We are still steeped in patriotism with the recent memories of our July 4th celebration on Lake Martin. These memories are fresh for us – reminders that we are part of the Land of the Free and the Home of the Brave. And we can carry that identity with us in the way of a passport nearly anywhere in the world.
I remember another time shortly after Ron and I were married. We had begun saving our money almost immediately to travel through Europe. We set out in a camper we bought in Germany and headed where the wind blew. Borders back then were tightly monitored. But we had nothing to fear. We were young and in love and, if push came to shove, we could charm people into submission with our quick wit and smiles. (Did I mention we were deluded into thinking love conquers all?)
Setting up housekeeping in our used VW Camper.“Hey “Ron, my mom’s coming for a visit!”

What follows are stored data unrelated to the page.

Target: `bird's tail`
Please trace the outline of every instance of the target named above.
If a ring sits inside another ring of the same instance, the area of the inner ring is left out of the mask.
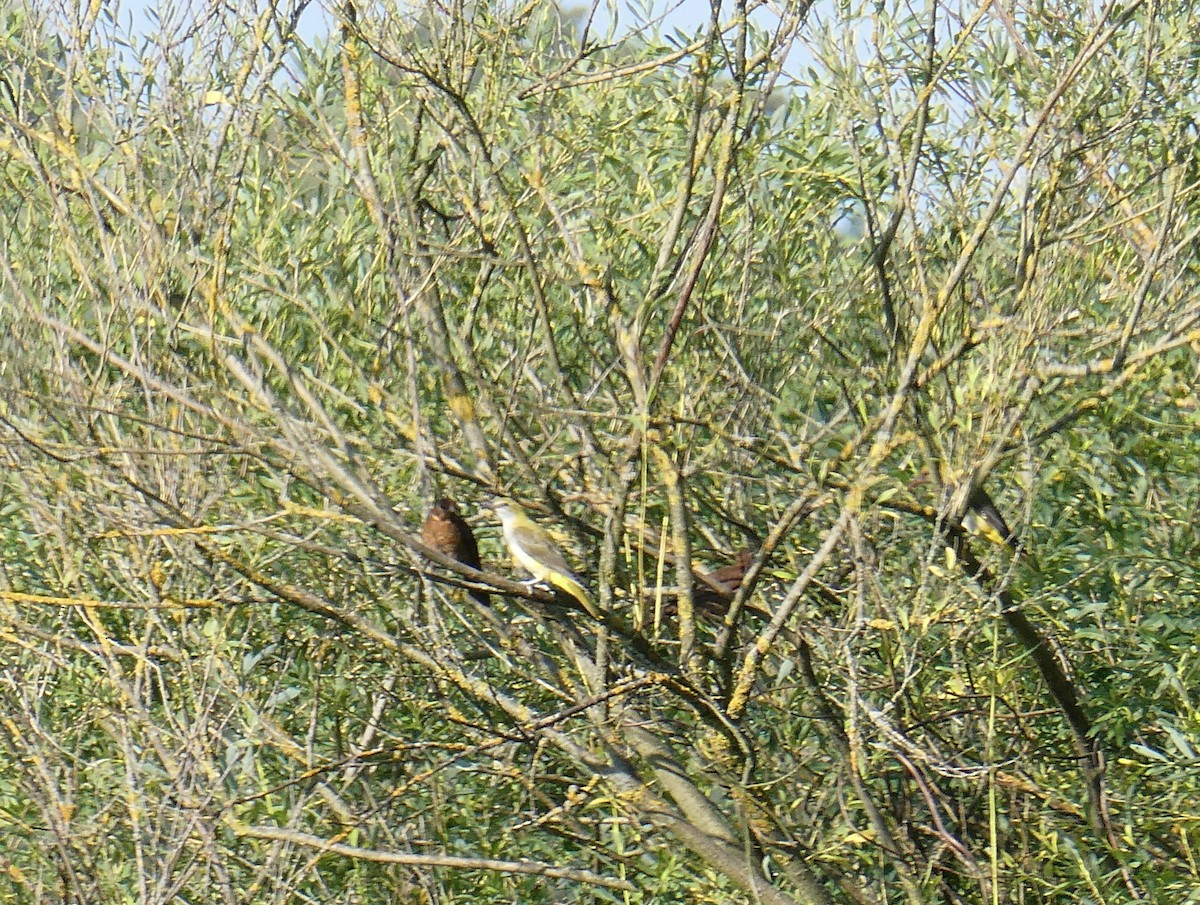
[[[560,591],[569,594],[579,601],[579,605],[587,611],[587,614],[593,619],[600,619],[600,610],[592,601],[591,595],[582,584],[579,583],[574,575],[562,575],[555,572],[550,576],[550,584],[558,588]]]

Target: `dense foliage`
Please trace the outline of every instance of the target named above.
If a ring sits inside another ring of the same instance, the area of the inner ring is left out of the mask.
[[[4,14],[0,897],[1200,901],[1191,4],[261,6]]]

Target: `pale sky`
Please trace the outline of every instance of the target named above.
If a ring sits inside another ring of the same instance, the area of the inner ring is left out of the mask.
[[[651,3],[656,14],[665,16],[664,31],[669,31],[671,28],[688,30],[696,28],[707,22],[710,15],[709,0],[651,0]],[[568,9],[583,5],[583,3],[572,3],[571,0],[566,0],[563,3],[563,6]],[[630,3],[628,0],[619,0],[619,20],[632,25],[637,18],[637,15],[632,10],[634,8],[641,8],[644,5],[641,2]],[[147,13],[149,9],[171,10],[168,13],[169,18],[178,19],[185,10],[190,9],[192,12],[189,15],[195,15],[203,10],[205,6],[207,6],[207,3],[194,2],[194,0],[117,0],[117,2],[111,4],[111,8],[119,10],[117,16],[122,27],[132,24],[135,34],[144,34],[150,28],[151,20]],[[602,2],[597,15],[597,21],[606,21],[606,19],[607,4]],[[310,40],[316,35],[328,33],[330,21],[331,18],[328,15],[326,7],[320,3],[312,3],[305,10],[300,20],[299,31],[301,37],[305,40]]]
[[[131,35],[130,43],[136,48],[140,44],[139,38],[158,30],[151,10],[157,10],[165,17],[168,34],[182,35],[188,32],[188,26],[196,17],[206,15],[214,6],[226,10],[238,7],[261,8],[258,7],[259,2],[270,0],[110,0],[104,8],[106,15],[115,18],[118,32]],[[399,2],[403,5],[404,0]],[[312,41],[315,37],[330,33],[333,17],[329,14],[329,9],[336,3],[337,0],[312,0],[300,19],[299,33],[302,40]],[[626,32],[644,24],[645,17],[652,11],[660,34],[668,39],[676,29],[691,37],[707,25],[711,16],[709,0],[560,0],[560,3],[566,9],[586,9],[589,3],[598,4],[593,25],[594,37],[607,31],[610,5],[615,5],[618,23]],[[722,5],[722,21],[728,21],[733,14],[732,0],[722,0]],[[815,8],[810,13],[811,21],[816,21],[816,8],[825,5],[822,2],[814,4]],[[769,5],[760,8],[754,18],[765,28],[771,29],[777,24],[777,19],[768,10]],[[136,54],[137,51],[132,53]],[[803,40],[798,41],[788,55],[788,68],[794,74],[804,62],[810,60],[810,51],[804,46]]]

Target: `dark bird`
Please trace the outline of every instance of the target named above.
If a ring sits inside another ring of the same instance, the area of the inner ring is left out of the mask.
[[[457,559],[464,566],[470,566],[472,569],[482,568],[475,532],[459,513],[458,503],[449,497],[442,497],[434,503],[429,514],[425,516],[425,524],[421,526],[421,543],[432,547],[443,556]],[[470,594],[482,604],[491,602],[487,591],[471,591]]]
[[[909,484],[910,487],[922,487],[931,481],[930,473],[918,475]],[[950,484],[942,487],[942,505],[949,507],[954,488]],[[1008,526],[1004,516],[1000,514],[995,501],[982,487],[975,487],[967,497],[967,509],[959,523],[967,534],[981,537],[1000,547],[1008,547],[1014,553],[1020,551],[1017,532]]]
[[[979,535],[1001,547],[1017,552],[1017,534],[1008,527],[1008,522],[996,508],[995,502],[982,487],[976,487],[967,500],[967,512],[962,520],[963,529]]]

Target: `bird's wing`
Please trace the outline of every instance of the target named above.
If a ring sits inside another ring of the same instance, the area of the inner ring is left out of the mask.
[[[963,527],[980,534],[993,544],[1017,547],[1017,535],[1008,527],[1008,522],[996,508],[991,496],[982,487],[975,488],[967,505],[970,507],[963,517]],[[974,518],[972,518],[974,516]]]
[[[552,572],[558,572],[568,578],[575,578],[571,567],[567,565],[567,561],[563,555],[558,552],[558,548],[554,546],[554,542],[540,528],[531,528],[527,525],[517,525],[513,529],[513,540],[530,559],[544,566]]]
[[[475,532],[461,515],[453,519],[458,531],[458,561],[466,563],[472,569],[482,568],[479,561],[479,543],[475,540]]]

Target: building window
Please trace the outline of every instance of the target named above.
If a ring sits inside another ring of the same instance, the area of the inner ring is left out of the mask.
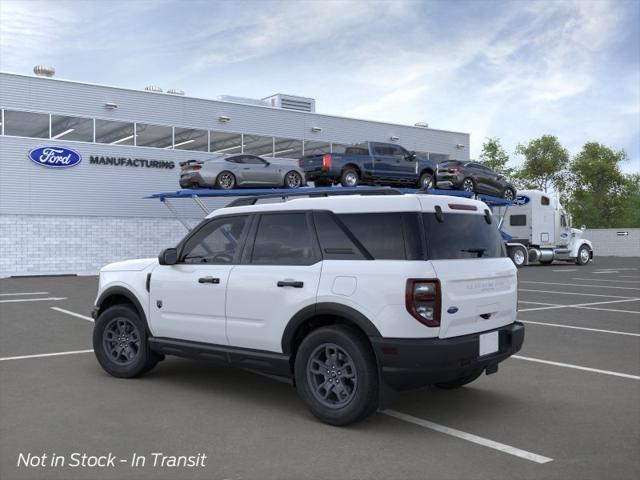
[[[206,152],[209,148],[209,136],[206,130],[194,128],[175,128],[173,148],[178,150],[197,150]]]
[[[509,225],[512,227],[524,227],[527,224],[526,215],[511,215],[509,217]]]
[[[49,138],[49,115],[5,110],[4,134],[15,137]]]
[[[138,147],[171,148],[173,129],[162,125],[136,123],[136,145]]]
[[[262,137],[260,135],[244,135],[244,153],[260,155],[263,157],[272,157],[273,137]]]
[[[93,119],[51,115],[51,139],[93,142]]]
[[[260,218],[251,263],[312,265],[318,260],[304,213],[269,214]]]
[[[309,140],[304,142],[305,155],[322,155],[329,152],[331,152],[331,144],[328,142],[312,142]]]
[[[111,145],[133,145],[133,123],[96,119],[96,143]]]
[[[211,153],[242,153],[242,135],[228,132],[209,132]]]
[[[291,138],[275,138],[274,157],[279,158],[302,158],[302,140]]]

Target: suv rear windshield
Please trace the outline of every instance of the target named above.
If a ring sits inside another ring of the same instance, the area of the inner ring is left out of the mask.
[[[430,260],[456,258],[495,258],[506,255],[500,232],[484,215],[444,213],[423,214]]]

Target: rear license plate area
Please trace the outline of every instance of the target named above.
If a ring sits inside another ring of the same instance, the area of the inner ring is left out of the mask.
[[[479,339],[479,356],[496,353],[500,347],[500,337],[498,332],[483,333]]]

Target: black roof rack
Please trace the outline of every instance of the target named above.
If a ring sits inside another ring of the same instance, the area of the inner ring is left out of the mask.
[[[282,200],[285,200],[290,197],[313,198],[313,197],[336,197],[336,196],[342,196],[342,195],[403,195],[403,192],[401,192],[400,190],[397,190],[395,188],[390,188],[390,187],[373,187],[373,188],[346,187],[346,188],[331,188],[331,189],[327,188],[326,190],[314,189],[315,191],[306,191],[306,192],[301,190],[302,189],[292,190],[291,192],[272,193],[267,195],[255,195],[251,197],[241,197],[229,203],[223,208],[255,205],[260,200],[267,200],[270,198],[280,198]]]

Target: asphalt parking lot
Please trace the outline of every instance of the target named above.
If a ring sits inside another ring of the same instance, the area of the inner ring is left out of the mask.
[[[169,357],[112,378],[90,350],[95,277],[0,280],[0,478],[640,478],[640,258],[519,277],[525,346],[498,374],[347,428],[244,370]],[[17,466],[72,452],[147,463]],[[207,459],[154,467],[153,452]]]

Life for us was smooth until we arrived at the border crossing of Bulgaria. We thought we had properly followed the traffic directions following the circle-around thing. But we ended up entering the wrong way and cutting in line. This ticked off the Bulgarian Border Patrol, and one guard in particular, was suspicious of our German tag. He approached the car ready for war. Always playing ‘Miss Congeniality,’ I rolled down my window to give him my best smile and sweetest voice. This has worked for me before in America.
In Bulgaria, not so much.
This guy went ballistic, and began screaming at me: “Turks! Turks!” And with one fell swoop, he reached through the window and knocked the sweet smile right off my face, breaking my glasses and bloodying my temple.
Most women would shed a tear at this point. But never having been one to back off, I got angry, grabbed his tie and jerked it off him. Ron, unaware of all of this, drove around to the proper position. Within moments, the guards were running to us in our camper, demanding passports and a tie. The moment the passports were produced, the climate changed dramatically.

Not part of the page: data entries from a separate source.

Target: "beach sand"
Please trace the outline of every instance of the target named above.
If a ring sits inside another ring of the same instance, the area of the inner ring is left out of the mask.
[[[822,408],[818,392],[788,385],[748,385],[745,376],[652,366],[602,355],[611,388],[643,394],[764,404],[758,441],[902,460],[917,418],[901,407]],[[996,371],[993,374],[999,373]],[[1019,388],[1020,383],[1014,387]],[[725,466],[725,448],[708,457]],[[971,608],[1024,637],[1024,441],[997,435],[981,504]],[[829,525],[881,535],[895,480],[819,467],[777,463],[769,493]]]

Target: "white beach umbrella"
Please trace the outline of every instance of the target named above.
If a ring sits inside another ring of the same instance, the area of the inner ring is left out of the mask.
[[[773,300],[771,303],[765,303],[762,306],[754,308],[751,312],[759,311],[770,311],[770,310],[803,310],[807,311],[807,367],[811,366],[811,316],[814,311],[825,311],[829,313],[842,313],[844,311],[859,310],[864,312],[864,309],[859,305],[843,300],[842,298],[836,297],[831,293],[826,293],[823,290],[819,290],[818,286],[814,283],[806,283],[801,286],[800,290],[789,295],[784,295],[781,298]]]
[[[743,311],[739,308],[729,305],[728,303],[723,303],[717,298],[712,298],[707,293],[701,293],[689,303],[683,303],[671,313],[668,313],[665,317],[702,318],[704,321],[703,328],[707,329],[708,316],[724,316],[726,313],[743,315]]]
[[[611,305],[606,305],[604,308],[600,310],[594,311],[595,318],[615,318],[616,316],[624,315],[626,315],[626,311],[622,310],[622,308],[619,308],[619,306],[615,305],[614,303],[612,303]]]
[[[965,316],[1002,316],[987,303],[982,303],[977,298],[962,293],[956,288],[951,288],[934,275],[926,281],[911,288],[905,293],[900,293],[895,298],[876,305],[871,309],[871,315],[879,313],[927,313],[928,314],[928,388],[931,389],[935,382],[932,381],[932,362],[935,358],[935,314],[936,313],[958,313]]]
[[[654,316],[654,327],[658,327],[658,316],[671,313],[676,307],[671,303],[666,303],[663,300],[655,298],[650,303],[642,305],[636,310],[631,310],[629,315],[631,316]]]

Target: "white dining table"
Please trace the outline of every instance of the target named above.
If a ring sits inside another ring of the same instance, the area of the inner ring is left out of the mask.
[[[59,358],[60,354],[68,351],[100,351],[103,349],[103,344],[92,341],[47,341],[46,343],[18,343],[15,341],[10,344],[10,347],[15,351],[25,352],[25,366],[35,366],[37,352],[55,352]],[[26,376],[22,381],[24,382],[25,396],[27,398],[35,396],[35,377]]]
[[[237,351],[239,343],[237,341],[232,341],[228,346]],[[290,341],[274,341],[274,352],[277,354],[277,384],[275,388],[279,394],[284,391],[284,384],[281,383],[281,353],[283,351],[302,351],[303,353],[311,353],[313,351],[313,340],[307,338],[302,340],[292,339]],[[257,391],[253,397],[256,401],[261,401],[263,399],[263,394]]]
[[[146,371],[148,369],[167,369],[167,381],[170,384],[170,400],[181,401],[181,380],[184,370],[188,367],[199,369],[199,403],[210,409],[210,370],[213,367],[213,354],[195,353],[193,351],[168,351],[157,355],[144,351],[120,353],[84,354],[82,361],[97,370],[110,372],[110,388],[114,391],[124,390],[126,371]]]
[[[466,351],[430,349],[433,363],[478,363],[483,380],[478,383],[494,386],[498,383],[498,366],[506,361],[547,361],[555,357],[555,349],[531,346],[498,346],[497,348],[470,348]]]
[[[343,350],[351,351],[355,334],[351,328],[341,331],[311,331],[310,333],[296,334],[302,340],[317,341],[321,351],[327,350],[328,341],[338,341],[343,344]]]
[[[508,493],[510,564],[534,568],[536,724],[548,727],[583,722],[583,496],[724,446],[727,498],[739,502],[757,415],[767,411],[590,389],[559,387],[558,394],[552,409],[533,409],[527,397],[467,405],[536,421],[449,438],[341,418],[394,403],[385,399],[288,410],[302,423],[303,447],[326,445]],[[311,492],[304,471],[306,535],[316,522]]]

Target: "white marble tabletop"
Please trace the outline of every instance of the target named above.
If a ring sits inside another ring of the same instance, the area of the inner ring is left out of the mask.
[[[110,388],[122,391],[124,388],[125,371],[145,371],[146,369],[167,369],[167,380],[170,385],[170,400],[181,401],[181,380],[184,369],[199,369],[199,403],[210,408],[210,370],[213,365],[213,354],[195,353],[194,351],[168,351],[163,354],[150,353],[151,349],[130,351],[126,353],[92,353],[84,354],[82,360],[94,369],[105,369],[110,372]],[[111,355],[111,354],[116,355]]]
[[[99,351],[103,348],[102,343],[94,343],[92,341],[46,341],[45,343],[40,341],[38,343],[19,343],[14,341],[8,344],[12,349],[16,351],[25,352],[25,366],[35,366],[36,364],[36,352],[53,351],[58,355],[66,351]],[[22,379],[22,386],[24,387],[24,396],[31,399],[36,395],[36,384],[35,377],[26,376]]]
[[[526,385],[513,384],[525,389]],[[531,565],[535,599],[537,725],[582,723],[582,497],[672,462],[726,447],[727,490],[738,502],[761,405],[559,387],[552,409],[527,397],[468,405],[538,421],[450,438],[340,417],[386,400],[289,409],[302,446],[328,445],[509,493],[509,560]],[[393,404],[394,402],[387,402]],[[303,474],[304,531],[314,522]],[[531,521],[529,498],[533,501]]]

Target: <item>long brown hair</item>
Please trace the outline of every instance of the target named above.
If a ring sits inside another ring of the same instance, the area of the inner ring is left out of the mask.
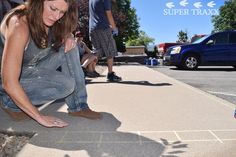
[[[13,13],[7,19],[8,24],[10,17],[12,17],[13,15],[18,15],[19,17],[26,15],[31,37],[39,48],[48,47],[48,35],[43,23],[44,1],[53,0],[27,0],[24,5],[13,9]],[[53,45],[56,49],[61,46],[65,37],[69,33],[73,32],[77,26],[77,0],[64,1],[68,3],[68,11],[60,20],[54,23],[50,30],[53,39]]]

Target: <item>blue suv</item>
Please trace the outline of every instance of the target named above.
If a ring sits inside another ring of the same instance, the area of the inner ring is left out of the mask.
[[[188,45],[173,46],[164,59],[177,68],[194,70],[200,65],[236,68],[236,30],[205,36]]]

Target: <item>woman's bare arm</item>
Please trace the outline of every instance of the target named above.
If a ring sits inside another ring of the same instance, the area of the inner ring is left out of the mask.
[[[5,37],[1,65],[3,88],[16,105],[37,122],[47,127],[58,126],[53,124],[55,118],[43,116],[39,113],[38,109],[32,105],[19,82],[23,53],[29,40],[29,29],[26,19],[24,17],[18,19],[18,17],[13,16],[9,21],[9,26],[5,27],[2,34]]]
[[[1,66],[3,88],[19,108],[30,117],[37,119],[40,114],[30,103],[19,83],[24,48],[29,39],[28,27],[23,19],[14,16],[3,34],[5,36]]]

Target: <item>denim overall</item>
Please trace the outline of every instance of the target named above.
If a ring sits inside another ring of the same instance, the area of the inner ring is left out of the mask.
[[[0,37],[0,56],[2,56],[4,37],[1,34]],[[30,39],[25,48],[22,64],[20,84],[33,105],[65,98],[68,112],[89,108],[77,46],[67,53],[62,46],[56,52],[51,47],[39,49]],[[61,71],[57,71],[59,67]],[[0,81],[0,97],[3,107],[14,112],[21,111],[2,88],[2,81]]]

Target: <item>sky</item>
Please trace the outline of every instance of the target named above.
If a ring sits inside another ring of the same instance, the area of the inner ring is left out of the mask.
[[[154,44],[176,42],[179,31],[210,34],[212,15],[219,14],[225,0],[131,0],[140,30],[155,39]]]

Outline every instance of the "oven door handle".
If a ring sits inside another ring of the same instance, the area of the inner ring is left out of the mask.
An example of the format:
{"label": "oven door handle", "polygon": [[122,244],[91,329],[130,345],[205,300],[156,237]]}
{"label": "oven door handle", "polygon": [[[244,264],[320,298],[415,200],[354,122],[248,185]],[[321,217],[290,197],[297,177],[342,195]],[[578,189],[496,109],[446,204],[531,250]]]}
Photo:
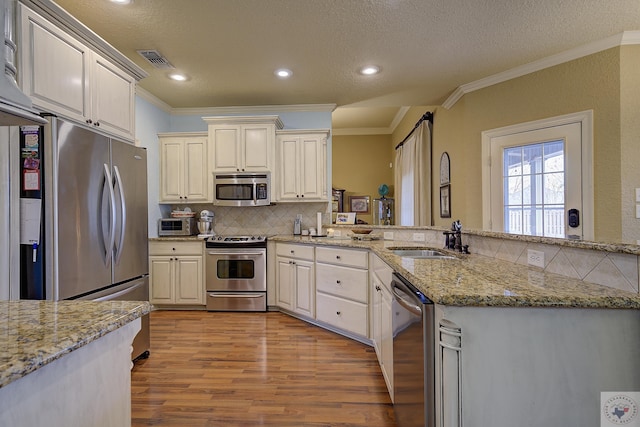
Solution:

Attila the Bulgarian Hun was joined by the rest of the guard dripping apologies all over Ron and I. We’d never seen anything like it. “Americans, Americans,” they exclaimed. In no time, we were escorted to ‘the head of the line,’ offered more apologies, muttering that they thought we were Turks, and gently provided us with a bloodless escort across the border.
I’m an American!
I’ve really done nothing to deserve this privilege of carrying the book of magic — the American Passport. And in addition, I am allowed to vote, own land, travel freely and say what I think. Punching isn’t included in my ‘inalienable rights.’
When you travel, you might want to reconsider getting into any fights with border guards. They don’t like it much when you rip their clothes off.
But if you insist, flash them your Book of Magic first!
PS – I apologized and returned Attila’s tie!